Я проводил его до двери и, как только он ушел, позвонил Биллу.
Его не было на работе, и мой разговор переключили на отдел рекламы.
— Вам что-нибудь известно о журнале под названием «В фокусе»?
— В чем?
— «В фокусе».
— Никогда не слыхали.
— У меня только что был интервьюер оттуда, — сказал я.
— Что за наглость! Они не значились в списке. Дайте-ка я проверю.
— Не надо, не беспокойтесь, это не так важно.
— А как прошло все остальное?
— О’кей. Не окажете ли вы мне одну любезность? Я пытался дозвониться до Билла, но его сейчас нет. Передайте ему, что мне необходимо уехать сегодня вечером.
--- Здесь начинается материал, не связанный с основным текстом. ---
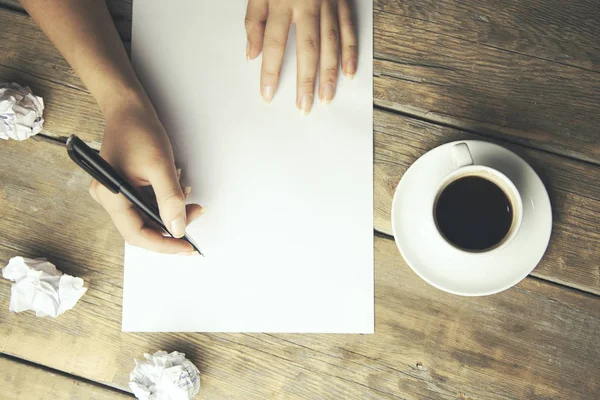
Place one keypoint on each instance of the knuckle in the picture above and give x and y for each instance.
(270, 75)
(275, 43)
(311, 44)
(352, 48)
(332, 35)
(250, 24)
(331, 72)
(308, 81)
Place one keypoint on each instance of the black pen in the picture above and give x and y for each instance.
(100, 170)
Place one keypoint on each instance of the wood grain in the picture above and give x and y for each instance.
(429, 64)
(573, 257)
(536, 340)
(562, 32)
(501, 94)
(21, 381)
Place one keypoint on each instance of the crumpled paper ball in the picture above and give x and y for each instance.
(40, 287)
(165, 376)
(20, 112)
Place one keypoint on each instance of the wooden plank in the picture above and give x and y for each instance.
(434, 74)
(21, 381)
(120, 10)
(536, 340)
(573, 257)
(563, 32)
(498, 93)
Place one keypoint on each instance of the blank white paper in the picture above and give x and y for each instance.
(288, 227)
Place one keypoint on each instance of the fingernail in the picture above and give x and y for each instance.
(267, 93)
(350, 70)
(178, 227)
(188, 253)
(306, 104)
(328, 92)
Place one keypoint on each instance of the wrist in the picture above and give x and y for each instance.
(123, 100)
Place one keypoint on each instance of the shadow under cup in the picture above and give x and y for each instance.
(477, 209)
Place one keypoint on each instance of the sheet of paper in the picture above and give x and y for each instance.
(288, 228)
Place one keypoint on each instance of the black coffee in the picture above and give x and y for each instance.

— О, очень жаль. Непременно передам. Вы возвращаетесь в Лондон?
— Да, снова за работу.
— Желаю приятного путешествия. Очень рады были с вами познакомиться.
Я повесил трубку и стал собираться. Не рискуя заказывать билет на самолет из отеля, я решил поехать прямо в аэропорт Кеннеди. Приехал как раз вовремя, чтобы попасть на красноглазую «Дельту», вылетавшую в Финикс с остановкой в Далласе. На первом этапе полета сильно трясло, ночью это было особенно тревожно, поэтому, когда мы приземлились в Форт-Уорте, я вздохнул с облегчением. Среди ночи аэропорты всегда напоминают комнаты ожидания в больницах: множество усталых людей спит в жестких креслах, их судьбы — в чьих-то чужих руках, и поделать с этим ничего нельзя. К тому же кажется, что все часы идут слишком медленно. В моем самолете обнаружились технические неполадки, и мы часа два сидели в аэропорту. Коротая время до вылета, я пошел в комнату отдыха и побрился. За мною потянулось еще несколько человек.
В Финиксе, когда мы приземлились, было около девяноста градусов.[72] Как только я оказался вне действия кондиционеров, меня обволокло теплым влажным воздухом. Как и большинство аэропортов, Скай-Харбор был расширен, перестроен и модернизирован. Финикс по сравнению с Нью-Йорком оказался поразительно чистым, а небо над ним — безоблачным и без смога, что выгодно отличало его от Лос-Анджелеса. Я подошел к бюро фирмы «Хертц», чтобы взять напрокат машину. Даже в этот час девушка за прилавком была необычайно приветлива; она предложила мне новый фирменный «тандерберд», который, как она сказала, прошел всего девяносто миль. Я полез за своими кредитными карточками, но в кармане пиджака было пусто. Я обшарил все остальные карманы, проверил бумажник с деньгами. Ничего. Заглянул в дорожную сумку в надежде, что выложил их туда и забыл. Снова ничего. Я был в панике, потому что вместе с ними хранилось и мое водительское удостоверение.
— Простите, пожалуйста, — сказал я девушке, похоже, я потерял кредитные карточки. Но у меня есть деньги.
— Мы не принимаем наличные, сэр.
— Даже если я заплачу больше?
— Нет, сэр.
Так я и знал. В Америке наличные любят все меньше и меньше: если у тебя нет пластика, ты человек подозрительный.